GeoTIFFs to reV HDF5 Files#
Prerequisites:
Required: None
Recommended: Working with GeoTIFFs
Introduction#
In the previous tutorial, we demonstrated how we can use reVX
’s Geotiff
handler to manage geotiff files.
In this tutorial, we will go over getting TIFF files into a reV-ready format using the LayeredH5
handler.
We’ll cover the following steps:
Creating a Layered HDF5 file using a GeoTIFF template
Writing layers to the Layered HDF5 file
Extracting layers from the Layered HDF5 file
All of the above from the command line
Let’s get started!
Downloading the data#
Before we dive into the code, we first have to download a sample TIFF from Siting Lab to use as an example of adding data to a layered HDF5 file. In particular, we will be using data from [GDS24a], [GDS24b], [GDS24c], and [GDS24d].
If you have already downloaded the data, you can skip this step (just make sure path variables below are set correctly). We’ll start by defining the local file path destination:
AIRPORT_HELIPORT_SETBACKS = "airport_heliport_setbacks.tif"
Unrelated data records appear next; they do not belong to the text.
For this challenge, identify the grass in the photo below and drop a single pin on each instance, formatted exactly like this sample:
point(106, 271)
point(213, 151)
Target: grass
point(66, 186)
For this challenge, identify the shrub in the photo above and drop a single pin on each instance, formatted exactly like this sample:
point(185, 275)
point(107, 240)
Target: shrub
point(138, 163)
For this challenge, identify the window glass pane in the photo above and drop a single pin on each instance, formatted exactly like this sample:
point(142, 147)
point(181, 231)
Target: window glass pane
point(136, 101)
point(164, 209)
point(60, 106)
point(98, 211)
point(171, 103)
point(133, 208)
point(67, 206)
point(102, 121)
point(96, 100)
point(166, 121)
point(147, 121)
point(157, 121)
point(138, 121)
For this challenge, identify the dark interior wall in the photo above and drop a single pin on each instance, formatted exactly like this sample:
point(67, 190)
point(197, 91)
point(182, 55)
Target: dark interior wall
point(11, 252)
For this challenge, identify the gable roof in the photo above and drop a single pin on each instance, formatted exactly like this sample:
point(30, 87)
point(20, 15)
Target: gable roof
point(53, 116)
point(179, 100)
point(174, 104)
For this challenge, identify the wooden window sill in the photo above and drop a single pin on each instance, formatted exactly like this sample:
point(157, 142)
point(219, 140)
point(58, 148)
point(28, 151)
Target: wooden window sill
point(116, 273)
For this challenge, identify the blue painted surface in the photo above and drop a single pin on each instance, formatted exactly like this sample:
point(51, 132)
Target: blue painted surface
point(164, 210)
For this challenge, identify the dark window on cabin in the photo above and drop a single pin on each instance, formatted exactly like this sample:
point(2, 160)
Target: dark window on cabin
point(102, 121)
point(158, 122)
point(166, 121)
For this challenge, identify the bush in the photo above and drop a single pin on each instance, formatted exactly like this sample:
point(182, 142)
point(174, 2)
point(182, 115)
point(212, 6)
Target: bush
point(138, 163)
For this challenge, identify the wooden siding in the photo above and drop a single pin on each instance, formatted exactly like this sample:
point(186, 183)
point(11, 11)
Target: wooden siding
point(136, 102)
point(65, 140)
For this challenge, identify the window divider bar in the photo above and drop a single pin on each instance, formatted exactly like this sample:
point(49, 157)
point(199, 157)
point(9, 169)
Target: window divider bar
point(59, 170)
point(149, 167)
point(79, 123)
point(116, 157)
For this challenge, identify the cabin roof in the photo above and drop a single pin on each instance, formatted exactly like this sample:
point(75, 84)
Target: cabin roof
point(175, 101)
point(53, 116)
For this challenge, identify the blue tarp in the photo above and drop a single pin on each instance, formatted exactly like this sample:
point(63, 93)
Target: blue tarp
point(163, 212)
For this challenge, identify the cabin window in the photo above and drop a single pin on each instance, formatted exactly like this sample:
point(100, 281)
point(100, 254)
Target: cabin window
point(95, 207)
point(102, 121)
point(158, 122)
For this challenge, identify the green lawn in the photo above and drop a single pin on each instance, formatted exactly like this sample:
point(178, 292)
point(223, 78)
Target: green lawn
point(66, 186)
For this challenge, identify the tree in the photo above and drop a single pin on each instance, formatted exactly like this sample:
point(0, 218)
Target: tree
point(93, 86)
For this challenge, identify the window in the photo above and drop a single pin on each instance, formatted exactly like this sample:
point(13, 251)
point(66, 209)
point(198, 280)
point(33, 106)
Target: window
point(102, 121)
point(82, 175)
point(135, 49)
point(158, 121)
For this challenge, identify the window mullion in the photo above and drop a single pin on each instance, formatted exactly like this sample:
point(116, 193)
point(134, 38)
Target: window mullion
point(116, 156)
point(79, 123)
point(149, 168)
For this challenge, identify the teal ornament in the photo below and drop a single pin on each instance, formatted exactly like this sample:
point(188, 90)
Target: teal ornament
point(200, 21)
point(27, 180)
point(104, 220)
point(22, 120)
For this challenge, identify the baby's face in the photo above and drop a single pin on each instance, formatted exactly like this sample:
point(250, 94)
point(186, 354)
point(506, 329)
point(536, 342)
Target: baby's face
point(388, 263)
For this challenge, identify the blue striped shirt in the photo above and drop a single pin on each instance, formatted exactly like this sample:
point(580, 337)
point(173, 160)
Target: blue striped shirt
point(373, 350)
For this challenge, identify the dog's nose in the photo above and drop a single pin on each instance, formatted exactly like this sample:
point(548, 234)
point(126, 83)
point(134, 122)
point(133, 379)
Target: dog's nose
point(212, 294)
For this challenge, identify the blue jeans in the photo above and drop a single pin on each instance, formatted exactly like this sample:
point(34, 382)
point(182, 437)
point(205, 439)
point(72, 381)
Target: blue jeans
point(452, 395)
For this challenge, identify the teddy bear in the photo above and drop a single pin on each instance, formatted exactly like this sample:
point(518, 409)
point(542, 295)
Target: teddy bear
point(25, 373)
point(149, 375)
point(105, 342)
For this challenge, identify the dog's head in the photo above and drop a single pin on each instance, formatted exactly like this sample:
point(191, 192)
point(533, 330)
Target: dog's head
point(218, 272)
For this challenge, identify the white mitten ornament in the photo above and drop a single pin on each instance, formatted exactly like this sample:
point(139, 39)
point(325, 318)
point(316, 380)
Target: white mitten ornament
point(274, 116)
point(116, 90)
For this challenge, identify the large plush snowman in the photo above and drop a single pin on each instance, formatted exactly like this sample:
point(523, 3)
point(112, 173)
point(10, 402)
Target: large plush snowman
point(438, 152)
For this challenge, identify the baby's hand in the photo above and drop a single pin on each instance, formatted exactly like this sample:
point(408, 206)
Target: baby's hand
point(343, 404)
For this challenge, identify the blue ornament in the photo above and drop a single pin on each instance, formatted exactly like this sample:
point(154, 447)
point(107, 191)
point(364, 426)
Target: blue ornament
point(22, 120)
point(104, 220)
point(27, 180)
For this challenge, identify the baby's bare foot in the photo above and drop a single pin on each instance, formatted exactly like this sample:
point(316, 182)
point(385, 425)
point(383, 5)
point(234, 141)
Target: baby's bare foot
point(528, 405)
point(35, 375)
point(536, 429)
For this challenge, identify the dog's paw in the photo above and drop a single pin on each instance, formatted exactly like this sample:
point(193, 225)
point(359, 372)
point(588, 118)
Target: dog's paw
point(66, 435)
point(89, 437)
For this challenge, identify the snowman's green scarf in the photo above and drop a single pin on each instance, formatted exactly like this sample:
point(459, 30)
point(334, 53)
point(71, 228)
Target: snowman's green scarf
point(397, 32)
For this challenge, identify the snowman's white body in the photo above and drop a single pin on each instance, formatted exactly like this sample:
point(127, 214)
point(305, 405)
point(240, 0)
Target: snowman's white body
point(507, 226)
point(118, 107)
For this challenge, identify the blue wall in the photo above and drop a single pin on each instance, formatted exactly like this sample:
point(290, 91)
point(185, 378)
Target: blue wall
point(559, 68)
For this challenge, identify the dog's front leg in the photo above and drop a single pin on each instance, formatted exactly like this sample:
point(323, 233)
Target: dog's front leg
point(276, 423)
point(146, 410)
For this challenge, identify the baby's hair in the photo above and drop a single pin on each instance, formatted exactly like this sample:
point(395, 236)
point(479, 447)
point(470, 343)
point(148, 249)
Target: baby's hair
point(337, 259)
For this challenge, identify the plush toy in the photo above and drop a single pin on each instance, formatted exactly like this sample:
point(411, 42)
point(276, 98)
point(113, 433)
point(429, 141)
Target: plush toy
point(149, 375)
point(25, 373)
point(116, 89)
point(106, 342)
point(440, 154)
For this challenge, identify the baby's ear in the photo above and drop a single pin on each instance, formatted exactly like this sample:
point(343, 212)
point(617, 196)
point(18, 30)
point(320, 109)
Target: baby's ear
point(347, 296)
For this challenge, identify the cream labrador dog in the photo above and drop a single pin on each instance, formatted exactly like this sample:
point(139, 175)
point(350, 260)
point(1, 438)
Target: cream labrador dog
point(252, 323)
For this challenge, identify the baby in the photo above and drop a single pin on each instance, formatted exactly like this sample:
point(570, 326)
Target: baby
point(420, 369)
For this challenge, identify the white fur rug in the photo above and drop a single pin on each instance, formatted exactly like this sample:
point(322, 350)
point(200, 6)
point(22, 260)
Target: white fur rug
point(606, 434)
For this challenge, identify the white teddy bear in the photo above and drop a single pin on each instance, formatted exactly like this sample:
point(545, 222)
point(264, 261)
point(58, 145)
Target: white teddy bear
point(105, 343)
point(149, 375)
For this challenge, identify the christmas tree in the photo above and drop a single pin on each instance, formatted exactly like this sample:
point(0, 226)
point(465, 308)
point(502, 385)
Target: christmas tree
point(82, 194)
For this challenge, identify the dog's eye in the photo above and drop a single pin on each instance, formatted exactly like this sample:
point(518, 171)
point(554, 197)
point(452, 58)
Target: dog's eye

NEXRAD_GREEN_LOS = "NEXRAD_green_los.tif"
SETBACKS_PIPELINE_REFERENCE = "setbacks_pipeline_reference.tif"
SETBACKS_STRUCTURE_115HH_170RD = "setbacks_structure_115hh_170rd.tif"
SETBACKS_STRUCTURE_REFERENCE = "setbacks_structure_reference.tif"
Let’s also define the URL for each of these files:
FILE_URLS = {
AIRPORT_HELIPORT_SETBACKS: "https://data.openei.org/files/6120/airport_heliport_setbacks.tif",
NEXRAD_GREEN_LOS: "https://data.openei.org/files/6121/nexrad_4km.tif",
SETBACKS_PIPELINE_REFERENCE: "https://data.openei.org/files/6125/setbacks_pipeline_115hh_170rd_extrapolated.tif",
SETBACKS_STRUCTURE_115HH_170RD: "https://data.openei.org/files/6132/setbacks_structure_115hh_170rd_extrapolated.tif",
SETBACKS_STRUCTURE_REFERENCE: "https://data.openei.org/files/6132/setbacks_structure_115hh_170rd.tif"
}
Next, we can use a siting lab utility function to download the data. This function uses urllib
(which is part of the Python standard library) under the hood.
crop=True
to crop the data immediately after downloading it to make it easier to work with. If you have a machine with sufficiently large memory (32GB+), or you are downloading the file in order to use it for analysis purposes, you should set crop=False
.
def download(local_filepath):
url = FILE_URLS[local_filepath]
download_tiff_file(url, local_filepath, crop=True)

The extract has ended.